Quoting Alan Campbell <gimp-u...@alancampbelllists.ukfsn.org>:
>> That's really an abuse of the gimprc though.
> So it's really only meant for GIMP and GIMP plugin settings?
I agree with Sven that using gimprc for this purpose is inappropriate.
> Also it looks like once I've called gimp-gimprc-set, no way to remove
> expunge evil deed from the gimprc file?
Correct. it would be quite a task to remove your script-generated
settings from the gimprc while retaining the user's configuration
choices (as well as the script-generated settings of other scripts,
assuming they likewise employed gimprc).
In addition, storing script data in gimprc would somewhat "break" the
documentation for gimprc. While a few scripts adding settings to
gimprc would be acceptable (which is why those PDB functions are
exposed), if this became convention then gimprc might soon become
cluttered with undocumented settings.
But the worst aspect of scripts saving data in gimprc is that the
gimp-gimprc-set function interacts with the file every time it is
invoked (whereas the parasiterc file is only rewritten upon GIMP
exit). It is not really a good idea to have a script reading, parsing,
and writing back a file each time it is executed -- doing so makes
your script dependent upon file system speeds (it is also conceivable
in theory that your script will be iteratively executed hundreds of
times in rapid succession). It is far better conceptually to
manipulate such data in memory, and saving the data only upon exit.

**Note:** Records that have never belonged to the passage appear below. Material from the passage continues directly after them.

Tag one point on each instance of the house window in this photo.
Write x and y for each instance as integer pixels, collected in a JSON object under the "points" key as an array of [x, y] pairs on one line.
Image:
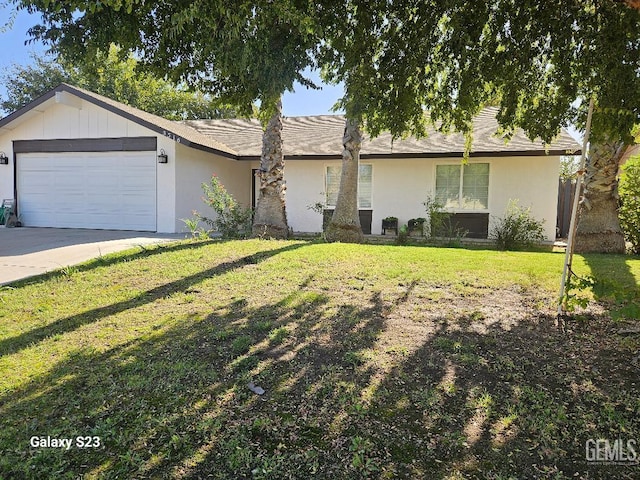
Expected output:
{"points": [[463, 187], [365, 185]]}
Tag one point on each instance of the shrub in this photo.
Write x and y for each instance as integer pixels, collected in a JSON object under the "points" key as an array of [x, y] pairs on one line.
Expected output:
{"points": [[437, 217], [232, 219], [630, 202], [517, 229]]}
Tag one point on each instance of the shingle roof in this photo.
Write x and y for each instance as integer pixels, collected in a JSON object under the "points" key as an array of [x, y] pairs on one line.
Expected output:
{"points": [[321, 136], [315, 136], [176, 130]]}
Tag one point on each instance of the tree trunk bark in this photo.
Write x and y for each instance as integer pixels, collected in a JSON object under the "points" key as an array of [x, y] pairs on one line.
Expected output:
{"points": [[270, 217], [598, 225], [345, 223]]}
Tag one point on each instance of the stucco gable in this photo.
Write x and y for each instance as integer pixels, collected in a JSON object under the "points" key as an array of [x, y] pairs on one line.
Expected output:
{"points": [[65, 94]]}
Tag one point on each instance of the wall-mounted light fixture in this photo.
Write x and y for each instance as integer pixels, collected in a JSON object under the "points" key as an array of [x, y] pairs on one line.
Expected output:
{"points": [[162, 156]]}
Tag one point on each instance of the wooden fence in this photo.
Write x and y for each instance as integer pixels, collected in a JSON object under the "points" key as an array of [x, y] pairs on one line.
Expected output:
{"points": [[566, 191]]}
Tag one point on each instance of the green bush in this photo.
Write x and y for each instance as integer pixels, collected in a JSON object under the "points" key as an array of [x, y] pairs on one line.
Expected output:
{"points": [[629, 212], [518, 229], [232, 219], [438, 218]]}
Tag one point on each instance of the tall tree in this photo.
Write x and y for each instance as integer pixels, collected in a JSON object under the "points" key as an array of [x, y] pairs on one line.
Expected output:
{"points": [[536, 57], [112, 76], [270, 216], [252, 51]]}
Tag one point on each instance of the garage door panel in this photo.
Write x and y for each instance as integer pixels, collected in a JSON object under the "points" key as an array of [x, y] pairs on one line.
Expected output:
{"points": [[106, 190]]}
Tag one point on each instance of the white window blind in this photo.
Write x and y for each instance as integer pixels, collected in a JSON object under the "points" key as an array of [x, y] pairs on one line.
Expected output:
{"points": [[463, 187]]}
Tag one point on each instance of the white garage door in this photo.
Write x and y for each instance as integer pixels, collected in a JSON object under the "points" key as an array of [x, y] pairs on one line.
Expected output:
{"points": [[105, 190]]}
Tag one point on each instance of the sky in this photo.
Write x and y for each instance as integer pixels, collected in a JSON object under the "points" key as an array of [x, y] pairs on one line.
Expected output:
{"points": [[302, 101]]}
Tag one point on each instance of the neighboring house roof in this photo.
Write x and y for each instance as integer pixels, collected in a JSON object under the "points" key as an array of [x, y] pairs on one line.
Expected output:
{"points": [[313, 137], [177, 131], [321, 137]]}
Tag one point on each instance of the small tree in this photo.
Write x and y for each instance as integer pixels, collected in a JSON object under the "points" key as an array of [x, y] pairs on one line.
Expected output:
{"points": [[630, 202], [518, 229], [232, 220]]}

>> It would be much better to get the parasites problem fixed.
> Sure. I'm not in no hurry. Lots more wrok to do on my woodrat
> scripts. Any guess re timescale?
Keep in mind that even should the bug be fixed today, if you are
sharing your script with others then you will want it to work with
versions of GIMP which are in current use. Thus I would recommend
using the work-around previously provided (if your script isn't
intended for general distribution, you needn't worry about this). It
would probably be a year or two before you could reasonably expect
that most users would have updated to a fixed version.